Dispatch Wrecked Off Newfoundland 1828

By James Donahue

The brigantine Dispatch was one of many wooden hulled sailing ships to have gone down at sea or wrecked on the North American shores during the years when Europeans rushed to settle the new continent.

Although a small ship, recorded at 187 gross tons, the two-mast Dispatch, under the command of Captain William Lancaster, was carrying 152 passengers and crew members when it went on a reef near Port aux Basques, Newfoundland, on July 10, 1828.

The 27-year-old vessel was bound from Londonderry to Quebec when it struck.

Rescue efforts were hampered by high seas and stormy weather that hammered the stranded wreck for days. Captain Lancaster and some of the ship’s crew members were drowned attempting to launch a life boat that was swamped by the high waves. At least 30 more lives were lost during the next few days as attempts to launch boats or swim to land, some three miles distant, were made.

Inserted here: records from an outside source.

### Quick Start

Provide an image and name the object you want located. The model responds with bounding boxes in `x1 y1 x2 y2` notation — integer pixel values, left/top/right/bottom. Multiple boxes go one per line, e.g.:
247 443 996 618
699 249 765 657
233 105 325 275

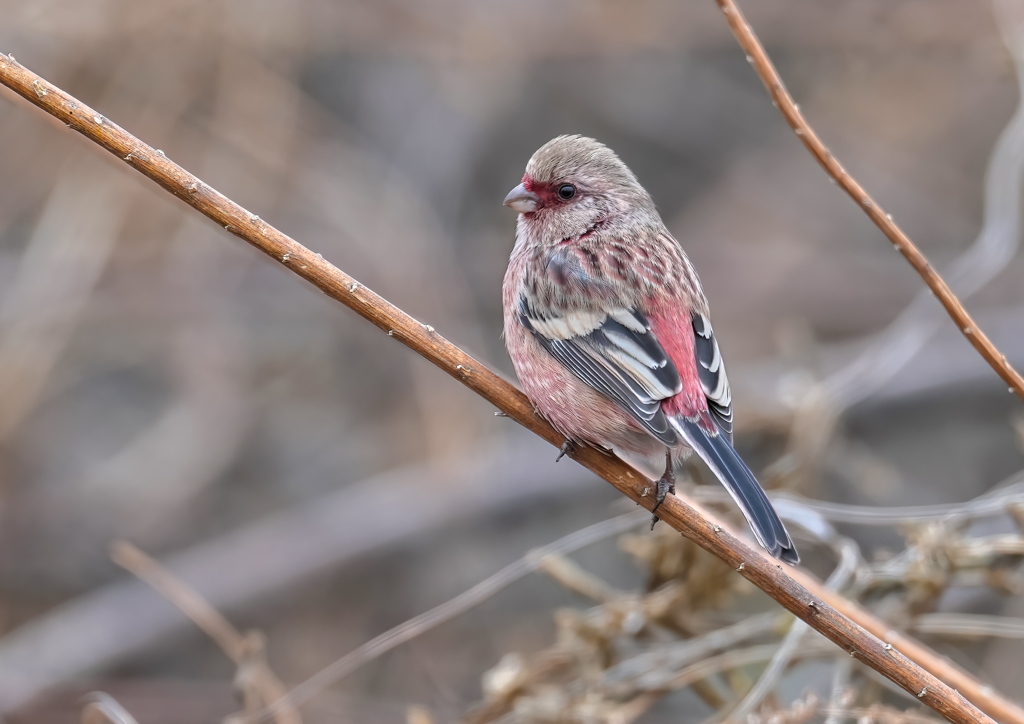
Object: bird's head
505 135 656 243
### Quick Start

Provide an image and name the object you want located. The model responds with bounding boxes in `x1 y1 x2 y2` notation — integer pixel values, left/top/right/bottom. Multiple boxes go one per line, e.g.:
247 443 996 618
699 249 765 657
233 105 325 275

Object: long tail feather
672 418 800 565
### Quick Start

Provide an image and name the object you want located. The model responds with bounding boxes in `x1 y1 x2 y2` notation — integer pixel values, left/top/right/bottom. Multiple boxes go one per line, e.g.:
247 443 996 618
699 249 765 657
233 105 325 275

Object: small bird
502 135 800 564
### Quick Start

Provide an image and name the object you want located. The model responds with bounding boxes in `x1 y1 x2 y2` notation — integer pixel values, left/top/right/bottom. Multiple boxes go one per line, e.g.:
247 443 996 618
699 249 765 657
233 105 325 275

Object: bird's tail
672 417 800 565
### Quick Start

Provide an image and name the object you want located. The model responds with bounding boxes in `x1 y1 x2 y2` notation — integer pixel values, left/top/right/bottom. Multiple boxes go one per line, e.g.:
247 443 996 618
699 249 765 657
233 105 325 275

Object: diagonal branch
715 0 1024 399
0 54 1024 724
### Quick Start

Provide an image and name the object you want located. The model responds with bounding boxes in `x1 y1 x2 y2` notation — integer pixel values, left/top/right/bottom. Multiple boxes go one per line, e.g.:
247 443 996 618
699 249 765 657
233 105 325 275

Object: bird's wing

One newspaper account said some that made it to shore died of starvation and exposure in the Canadian wilderness.

A local man, George Harvey, his 17-year-old daughter, Ann, and 12-year-old son managed to row a small boat from shore to the wreck on July 13 and bring survivors to safety. The three spent the next three days making a series of trips to the wreck until all of the survivors were rescued.

Sir Thomas Cochrane, the Governor of Newfoundland, awarded the Harvey family a gold medal and 100 pounds sterling for their efforts.

The survivors arrived in Halifax from Port aux Basques aboard the HMS Tyne on July 26. Most arrived in only the clothes they were wearing when they left the wreck. All of their personal belongings were lost.